In the message Che wrote: “Above all be sensitive, in the deepest areas of yourselves, to any injustice committed against whoever it may be anywhere in the world.” Watts quoted this without comment – choosing not to point out the outrageous irony that this plea for sensitivity to injustice was composed by a man who executed hundreds of political opponents in cold blood.

Watts’s piece ended with these sentences: “There is no chance he [Obama] will visit the Che Guevara Study Centre for a lesson in revolution. For Guevara that is a shame: ‘If Obama comes, he might learn something.’” For a journalist to close a piece like this with a quote like that is tantamount to handing over his article to the guy he’s writing about. It’s pretty disgraceful – but, then again, hardly an unprecedented move for The Guardian.

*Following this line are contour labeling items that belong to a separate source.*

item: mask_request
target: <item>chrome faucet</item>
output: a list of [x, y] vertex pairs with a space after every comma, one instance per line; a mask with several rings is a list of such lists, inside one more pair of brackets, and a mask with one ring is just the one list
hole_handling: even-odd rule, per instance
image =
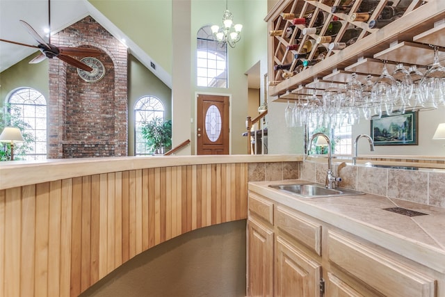
[[357, 136], [355, 138], [355, 140], [354, 141], [354, 156], [353, 157], [353, 165], [355, 165], [357, 156], [358, 154], [358, 151], [359, 151], [359, 146], [357, 145], [357, 142], [359, 141], [359, 139], [360, 139], [360, 138], [362, 137], [364, 137], [365, 138], [368, 139], [368, 142], [369, 142], [369, 146], [371, 147], [371, 152], [374, 151], [374, 142], [373, 141], [373, 139], [371, 138], [371, 136], [369, 136], [369, 135], [366, 135], [366, 134], [357, 135]]
[[317, 136], [324, 138], [325, 139], [326, 139], [326, 142], [327, 143], [327, 173], [326, 175], [326, 181], [325, 182], [325, 186], [328, 188], [335, 188], [337, 186], [337, 182], [341, 182], [341, 178], [336, 177], [335, 175], [334, 175], [334, 173], [332, 173], [332, 154], [331, 150], [331, 140], [324, 133], [316, 133], [312, 135], [312, 137], [309, 142], [309, 149], [312, 145], [312, 141], [314, 141], [314, 138]]

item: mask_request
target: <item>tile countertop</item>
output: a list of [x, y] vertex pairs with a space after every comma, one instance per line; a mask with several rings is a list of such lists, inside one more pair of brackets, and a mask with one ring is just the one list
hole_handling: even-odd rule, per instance
[[[248, 188], [445, 273], [445, 209], [368, 193], [308, 199], [268, 186], [296, 181], [251, 182]], [[428, 215], [382, 209], [398, 207]]]

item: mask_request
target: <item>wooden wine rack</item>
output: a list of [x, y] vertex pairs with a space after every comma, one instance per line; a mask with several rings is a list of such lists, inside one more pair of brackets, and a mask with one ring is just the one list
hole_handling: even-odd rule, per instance
[[[399, 2], [391, 1], [394, 5]], [[433, 49], [430, 45], [440, 47], [439, 60], [445, 61], [445, 0], [428, 0], [423, 5], [423, 0], [412, 0], [400, 18], [380, 29], [369, 29], [367, 22], [350, 20], [350, 15], [357, 11], [362, 0], [356, 0], [348, 14], [332, 13], [332, 6], [339, 2], [340, 0], [282, 0], [265, 18], [268, 31], [286, 31], [293, 26], [292, 20], [283, 19], [282, 13], [303, 17], [310, 12], [316, 15], [318, 11], [323, 11], [325, 23], [321, 35], [326, 31], [334, 16], [343, 24], [333, 42], [340, 40], [346, 29], [351, 26], [362, 29], [355, 43], [341, 50], [328, 51], [324, 60], [287, 79], [282, 77], [282, 70], [274, 70], [274, 66], [295, 63], [294, 54], [301, 51], [306, 40], [316, 39], [316, 35], [304, 35], [297, 51], [286, 49], [295, 38], [297, 30], [293, 31], [290, 38], [282, 35], [268, 37], [268, 94], [274, 101], [305, 99], [305, 95], [313, 94], [320, 95], [328, 83], [345, 83], [350, 77], [348, 74], [353, 72], [359, 72], [359, 80], [364, 82], [368, 73], [380, 75], [382, 61], [388, 61], [389, 72], [389, 68], [394, 69], [397, 63], [417, 65], [424, 71], [426, 65], [432, 63]], [[387, 0], [380, 0], [369, 19], [376, 18], [387, 3]], [[313, 25], [315, 19], [311, 19], [309, 26]], [[305, 28], [304, 25], [296, 26], [302, 30]], [[314, 44], [309, 59], [315, 56], [318, 46]], [[360, 73], [356, 68], [372, 68], [373, 71]]]

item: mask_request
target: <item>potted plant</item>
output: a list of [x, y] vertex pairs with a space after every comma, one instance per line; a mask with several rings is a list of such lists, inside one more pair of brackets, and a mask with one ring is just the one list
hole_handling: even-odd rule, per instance
[[149, 154], [163, 154], [165, 150], [171, 148], [171, 120], [163, 122], [159, 118], [154, 118], [143, 124], [141, 132]]

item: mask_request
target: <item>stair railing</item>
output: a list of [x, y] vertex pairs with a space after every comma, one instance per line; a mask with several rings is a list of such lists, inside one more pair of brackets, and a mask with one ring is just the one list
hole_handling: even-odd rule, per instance
[[[247, 129], [247, 138], [248, 138], [248, 154], [258, 154], [258, 134], [259, 132], [261, 133], [261, 154], [264, 154], [265, 149], [266, 148], [266, 144], [264, 143], [264, 121], [261, 120], [260, 123], [259, 129], [257, 130], [254, 129], [254, 125], [258, 122], [260, 120], [263, 119], [266, 115], [267, 115], [267, 110], [261, 112], [259, 115], [257, 115], [253, 120], [250, 116], [248, 116], [247, 120], [245, 120], [245, 127]], [[254, 127], [254, 131], [251, 131], [252, 128]], [[253, 150], [252, 146], [253, 145]]]

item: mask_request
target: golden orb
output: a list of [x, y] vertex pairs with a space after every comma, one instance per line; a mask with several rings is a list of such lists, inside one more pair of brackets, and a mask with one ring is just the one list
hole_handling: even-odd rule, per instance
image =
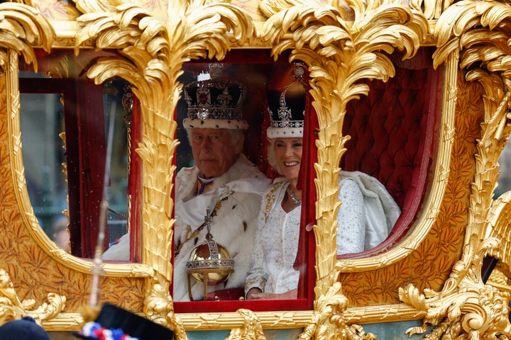
[[196, 280], [206, 284], [219, 285], [225, 282], [234, 271], [234, 260], [227, 249], [207, 239], [193, 249], [187, 263], [187, 273]]

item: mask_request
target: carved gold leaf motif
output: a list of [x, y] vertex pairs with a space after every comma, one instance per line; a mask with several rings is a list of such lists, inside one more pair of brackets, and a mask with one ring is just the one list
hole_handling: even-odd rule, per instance
[[[258, 26], [241, 9], [242, 1], [236, 1], [239, 6], [214, 1], [175, 0], [145, 6], [146, 2], [150, 1], [79, 0], [77, 10], [84, 14], [76, 21], [77, 8], [62, 7], [53, 0], [0, 4], [0, 13], [6, 14], [0, 17], [0, 38], [5, 37], [0, 39], [4, 71], [17, 77], [12, 53], [36, 66], [35, 47], [75, 47], [77, 54], [90, 47], [109, 49], [115, 55], [99, 60], [88, 76], [98, 83], [122, 76], [133, 84], [141, 100], [143, 135], [136, 147], [144, 166], [143, 260], [147, 268], [106, 265], [109, 276], [101, 281], [102, 300], [114, 300], [172, 327], [177, 339], [187, 339], [185, 329], [226, 328], [232, 329], [229, 339], [264, 339], [263, 327], [275, 324], [304, 327], [300, 339], [373, 339], [375, 335], [358, 326], [358, 320], [374, 322], [384, 317], [391, 308], [378, 310], [383, 305], [400, 310], [386, 320], [406, 314], [407, 319], [424, 318], [424, 326], [434, 325], [428, 339], [511, 336], [505, 302], [498, 291], [482, 284], [478, 274], [484, 254], [498, 254], [495, 240], [481, 241], [488, 220], [496, 227], [507, 210], [501, 208], [498, 214], [497, 206], [505, 198], [494, 203], [492, 197], [499, 174], [497, 160], [511, 132], [510, 6], [506, 1], [268, 0], [260, 4], [268, 20]], [[165, 6], [172, 15], [155, 9]], [[155, 13], [158, 11], [162, 13]], [[251, 14], [255, 18], [258, 13]], [[55, 21], [50, 25], [43, 17]], [[57, 22], [66, 18], [73, 21], [68, 26]], [[76, 28], [63, 29], [75, 24]], [[62, 29], [54, 33], [53, 28]], [[54, 34], [58, 36], [52, 42]], [[429, 34], [433, 39], [428, 40]], [[334, 235], [340, 204], [336, 178], [349, 138], [342, 135], [346, 106], [369, 91], [361, 79], [387, 81], [394, 76], [396, 62], [390, 54], [398, 51], [409, 58], [425, 44], [436, 46], [435, 67], [454, 64], [456, 70], [461, 69], [459, 76], [451, 66], [447, 69], [452, 73], [447, 76], [454, 80], [446, 82], [444, 104], [449, 104], [443, 107], [445, 119], [439, 132], [444, 144], [439, 147], [443, 149], [432, 176], [436, 182], [429, 193], [439, 197], [427, 205], [424, 216], [417, 217], [416, 226], [422, 234], [396, 245], [395, 249], [410, 249], [405, 256], [336, 261]], [[179, 315], [174, 313], [168, 294], [174, 222], [170, 193], [175, 171], [169, 164], [177, 143], [172, 115], [181, 91], [177, 79], [184, 62], [222, 59], [230, 49], [241, 46], [271, 47], [275, 58], [291, 50], [292, 60], [302, 60], [309, 68], [320, 128], [315, 164], [314, 311], [286, 314], [240, 310], [232, 314]], [[0, 221], [9, 226], [0, 227], [0, 269], [10, 275], [6, 282], [11, 280], [16, 288], [12, 290], [9, 283], [4, 285], [0, 311], [26, 303], [23, 310], [30, 306], [40, 320], [55, 320], [45, 324], [50, 328], [60, 322], [76, 327], [79, 315], [73, 312], [87, 303], [89, 267], [52, 249], [49, 242], [34, 241], [39, 232], [23, 196], [21, 135], [16, 127], [17, 86], [13, 83], [13, 88], [6, 89], [6, 76], [0, 78]], [[449, 105], [456, 105], [455, 118], [449, 115]], [[442, 186], [445, 193], [443, 189], [435, 191]], [[423, 227], [426, 225], [430, 227]], [[499, 232], [500, 238], [506, 230]], [[502, 250], [507, 246], [505, 244]], [[65, 307], [62, 296], [67, 298]], [[397, 305], [400, 299], [408, 305]], [[422, 327], [408, 333], [425, 330]]]

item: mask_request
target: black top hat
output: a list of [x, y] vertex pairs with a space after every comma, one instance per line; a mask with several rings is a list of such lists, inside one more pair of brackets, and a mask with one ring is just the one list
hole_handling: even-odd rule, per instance
[[211, 79], [185, 86], [185, 99], [188, 104], [187, 118], [183, 120], [185, 128], [248, 128], [248, 123], [243, 119], [245, 86], [221, 79], [222, 67], [218, 62], [210, 64]]
[[174, 332], [171, 329], [109, 303], [103, 305], [99, 315], [94, 322], [86, 324], [82, 331], [73, 334], [79, 339], [97, 339], [99, 338], [90, 334], [89, 332], [97, 327], [117, 332], [120, 330], [125, 334], [140, 340], [174, 339]]
[[[294, 62], [290, 66], [291, 69], [287, 68], [283, 76], [286, 85], [277, 89], [270, 87], [268, 91], [270, 127], [266, 135], [268, 138], [303, 137], [307, 92], [305, 65], [301, 62]], [[285, 80], [289, 76], [290, 81]]]
[[50, 340], [50, 336], [31, 317], [6, 322], [0, 327], [2, 340]]

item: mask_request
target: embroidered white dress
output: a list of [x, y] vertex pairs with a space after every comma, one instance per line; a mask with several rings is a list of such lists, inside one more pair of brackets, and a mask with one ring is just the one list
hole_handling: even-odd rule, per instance
[[[189, 301], [187, 262], [192, 250], [205, 240], [207, 228], [194, 234], [204, 222], [206, 210], [213, 210], [221, 203], [211, 224], [211, 232], [217, 244], [225, 246], [235, 261], [234, 273], [227, 281], [209, 286], [209, 291], [224, 288], [243, 288], [248, 272], [253, 240], [257, 228], [258, 208], [270, 180], [244, 155], [222, 176], [217, 177], [208, 191], [194, 196], [197, 167], [183, 168], [176, 175], [174, 243], [180, 246], [174, 259], [174, 301]], [[193, 235], [192, 237], [189, 237]], [[194, 300], [203, 298], [203, 285], [193, 278], [192, 294]]]
[[[281, 293], [298, 287], [300, 272], [293, 264], [298, 250], [300, 206], [286, 212], [282, 201], [289, 186], [286, 178], [270, 186], [261, 203], [252, 268], [245, 292], [258, 288], [264, 293]], [[358, 252], [364, 248], [363, 199], [357, 184], [347, 180], [339, 188], [343, 204], [339, 216], [343, 223], [337, 235], [337, 253]]]

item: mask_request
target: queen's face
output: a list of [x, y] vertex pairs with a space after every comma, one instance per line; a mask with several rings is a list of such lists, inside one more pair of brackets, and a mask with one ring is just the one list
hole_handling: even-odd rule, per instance
[[277, 138], [273, 144], [280, 172], [290, 180], [298, 178], [303, 138]]
[[243, 139], [233, 141], [227, 130], [193, 128], [190, 133], [192, 152], [201, 177], [223, 175], [241, 153]]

3 thoughts on “Romanticizing Che at The Guardian

  1. GREAT article! Tired of those pricks at the Guardian getting away with their far-left propaganda masked as “news”. Burn it all down. Gawker’s going down. The rest will follow

  2. When there is war many innocent people sometimes are killed. Nagasaki & Hiroshima, just to name a few.

    The fact is Obama’s ballsy move to reach out to the Cuban people will be a highlight of his presidency. The rest of his term I won’t mention.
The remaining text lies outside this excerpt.